Search quality is bounded by model quality. GGUF quantized models are impressive but still inferior to state-of-the-art cloud embeddings like OpenAI’s text-embedding-3 or Cohere’s models. For personal knowledge bases, this trade-off is usually acceptable—you’re searching your own notes, where even imperfect semantic understanding beats keyword-only search. But if you’re building a production search feature for customer-facing documentation where quality is paramount, cloud-based alternatives will outperform QMD’s local models. The tool also lacks advanced features like faceted search, spelling correction beyond basic fuzzy matching, or real-time indexing pipelines. It’s a CLI tool for personal use, not a replacement for Elasticsearch or Meilisearch in production applications.
Verdict
Use QMD if you maintain personal knowledge bases (Obsidian notes, meeting transcripts, documentation archives) and want semantic search without cloud dependencies, or if you’re building AI agents via MCP that need sophisticated local document retrieval. It’s particularly valuable when privacy matters—legal documents, confidential notes, proprietary research—or when you’re working offline frequently.

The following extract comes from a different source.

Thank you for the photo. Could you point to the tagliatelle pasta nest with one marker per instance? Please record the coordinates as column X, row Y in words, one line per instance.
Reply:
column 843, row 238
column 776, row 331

The combination of hybrid search and LLM re-ranking genuinely improves relevance over simple keyword search, and the MCP integration makes it drop-in ready for agentic workflows. Skip it if you need production-grade search infrastructure with high availability and scale, if your machine can’t spare 4-8GB RAM for models, or if you’re already invested in cloud search APIs and don’t have privacy concerns. Also skip if you need real-time indexing or are searching mostly structured data (logs, metrics) where specialized tools like Grafana Loki or Elasticsearch would be more appropriate. For the target use case—personal knowledge management with semantic capabilities—QMD is excellent. For everything else, it’s the wrong tool.